If you’ve worked with XenServer for any length of time, you have no doubt experienced having a VM turn “orange” or “amber” or otherwise become unmanageable. Here are couple of similar problem scenarios and solutions that might help.
Problem Scenario #1:
You notice that a VM has numerous lifecycle events on a XenServer. It has continuously attempted to shutdown, but remains in the green/on state. The VM will not display a console, or POST information. Manual shutdowns in XenCenter do not work (Shutdown or Force Shutdown).
You may have success trying some of these ideas, or it may take a combination of these to obtain control of the stuck VM.
- Start by trying an ‘xe-toolstack-restart’ on the pool master server. This is the easiest fix, and will work a majority of the time. You will lose connection to your pool momentarily. If this doesn’t work, go onto the next steps listed below.
- If this is a XenDesktop hosted VM, put the VM in maintenance mode, if you cannot force a Start/Shutdown from the DDC
- From the XenServer console, try the following command to force a shutdown: ‘xe vm-shutdown –force vm=VMNAME’. If VM does not shutdown with this command, proceed to next step
- In XenCenter, once the above two items are done, attempt to “Reboot” the VM. It may restart now.
I experienced a similar issue where all members were down in a XenServer pool, but the pool Master remained up and functional. The ‘toolstack’ processes were not running on pool members. An ‘xe-toolstack-restart’ was required on each pool member XenServer before the server would appear functional and participate in the XenServer Pool.
Problem Scenario #2:
This is the most common scenario you will see. A virtual machine will go into an “amber” or “orange” state and you are unable to shutdown, reboot, or even forcefully reset the VM.

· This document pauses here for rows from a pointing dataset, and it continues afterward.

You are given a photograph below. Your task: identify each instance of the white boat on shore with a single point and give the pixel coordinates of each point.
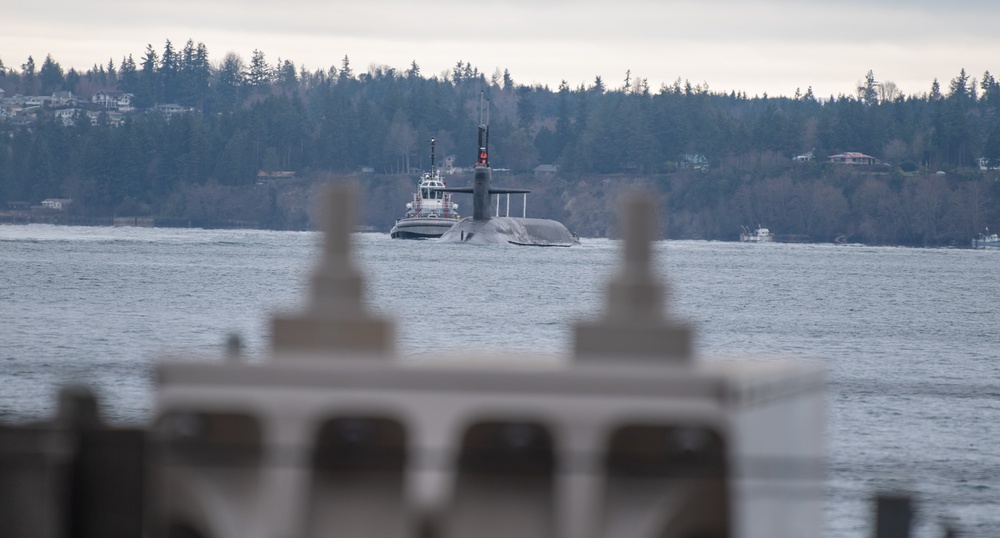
(760, 235)
(431, 213)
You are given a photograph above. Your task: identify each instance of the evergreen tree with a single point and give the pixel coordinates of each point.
(169, 74)
(148, 85)
(29, 81)
(50, 76)
(128, 76)
(259, 76)
(230, 82)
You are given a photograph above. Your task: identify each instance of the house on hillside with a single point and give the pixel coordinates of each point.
(546, 169)
(56, 203)
(171, 110)
(265, 177)
(804, 158)
(692, 161)
(113, 100)
(853, 158)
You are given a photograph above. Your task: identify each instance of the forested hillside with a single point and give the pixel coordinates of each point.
(248, 117)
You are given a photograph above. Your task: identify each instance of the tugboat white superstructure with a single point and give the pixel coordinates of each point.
(760, 235)
(431, 213)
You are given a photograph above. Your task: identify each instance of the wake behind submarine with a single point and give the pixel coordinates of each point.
(483, 229)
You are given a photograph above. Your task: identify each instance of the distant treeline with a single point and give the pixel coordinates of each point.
(257, 116)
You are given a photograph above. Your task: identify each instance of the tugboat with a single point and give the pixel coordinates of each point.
(986, 240)
(431, 213)
(760, 235)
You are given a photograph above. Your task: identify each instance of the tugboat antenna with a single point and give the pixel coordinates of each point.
(484, 132)
(432, 155)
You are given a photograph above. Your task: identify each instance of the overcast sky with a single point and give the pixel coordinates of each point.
(773, 46)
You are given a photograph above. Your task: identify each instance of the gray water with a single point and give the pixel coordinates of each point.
(908, 336)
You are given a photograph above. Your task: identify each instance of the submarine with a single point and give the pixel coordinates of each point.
(483, 229)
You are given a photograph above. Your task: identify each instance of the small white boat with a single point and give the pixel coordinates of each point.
(760, 235)
(986, 240)
(431, 213)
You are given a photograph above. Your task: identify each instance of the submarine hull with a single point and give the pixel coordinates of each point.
(510, 230)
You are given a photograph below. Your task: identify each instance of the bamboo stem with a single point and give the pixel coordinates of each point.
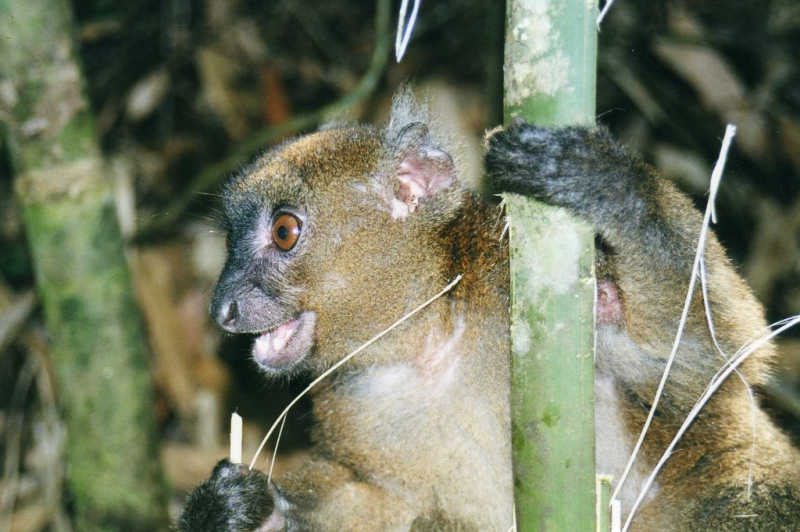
(550, 62)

Find the UUID of the hung VM.
You can do this via the command line with ‘xe vm-list’ or via XenCenter.
Find the Domain ID of the hung VM.
Run ‘list_domains’ from the command line, and match the UUID with the ID number
id | uuid | state
0 | 2fe455fe-3185-4abc-bff6-a3e9a04680b0 | R
47 | 267227f3-a59e-dafe-b183-82210cf51ec4 | B
59 | 298817fb-8a3e-7501-11e0-045a8aa860ff | B
60 | 46e3d5aa-2f02-dfdc-b053-9a8ac56ec5d1 | B
61 | 16cf3204-eb17-5a12-e8d0-c72087bda690 | B
62 | 1f9053b5-c6ca-40bb-504e-3017c37e7281 | H
63 | ddaec491-097a-e271-362b-f2f985e26e4a | R
65 | 55f3b225-4f65-d1ea-aa19-add44c5acce7 | B
66 | 7adef6fd-9171-5426-b333-6fb1b57b8e60 | B H
67 | 6046dc13-f70b-8398-56fb-069c22440a7c | B
68 | f201cd94-a501-00c2-d21e-8c2f03ea167b | B H
Run destroy_domain on the Domain ID.
# /opt/xensource/debug/destroy_domain -domid 62
The VM will still show itself as running, so now, we need to reboot it.
# xe vm-reboot name-label=’name of the VM’ –force
- The VM is now rebooted, and you can bring it up as if you had just pulled the plug. That is, check for some disk corruption, etc.